Bahkan setelah agresi terbaru Israel ini, banyak yang mempercayai jika gagasan 2 negara itu masih merupakan menjadi satu-satunya jalan untuk ke depannya.
Lebih dari 14.000 jiwa tewas yang berasal dari rakyat Palestina dan banyak yang dinyatakan hilang.
Jumlah itu sendiri bukan merupakan angka yang pasti karena diperkirakan masih banyak yang terkubur di bawah reruntuhan bangunan.
Ilmuwan politik dari Universitas Tel Aviv, Urief Abulof, meyakini banyaknya korban yang jatuh di kedua belah pihak tidak akan membuat perdamaian menjadi mustahil.
Dia menyatakan jika solusi 2 negara masih mungkin terjadi dan mungkin lebih dari sebelumnya.
Dia menegaskan karena ada potensi untuk kedua belah pihak memahami jika Palestina dan Israel ingin hidup berdampingan tanpa adanya pemimpin radikal.
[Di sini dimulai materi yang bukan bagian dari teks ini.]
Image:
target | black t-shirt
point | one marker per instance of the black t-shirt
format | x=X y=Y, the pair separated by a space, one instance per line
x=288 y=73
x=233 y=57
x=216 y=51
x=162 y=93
Pakar lainnya, Hussein Ibish yang berasal dari Arab Gulf States Institute, juga mengakui dia mempercayai jika solusi permanen terhadap konflik yang telah berlangsung selama beberapa dekade ini hanya dimungkinkan dengan model 2 negara.
Dia juga menjelaskan jika hal itu harus dilakukan secara bertahap dan juga memiliki syarat khusus.
Namun, ada juga pakar lain yang merasa skeptis, seperti misalnya Omer Bartov yang merupakan seorang profesor studi holocaust dan genosida di Brown University, yang menggambarkan solusi 2 negara seperti pepatah.
Bartov meyakini solusi 2 negara tidak realistis karena akan membuat Palestina lemah secara ekonomi dan akan menimbulkan ketergantungan kepada Israel.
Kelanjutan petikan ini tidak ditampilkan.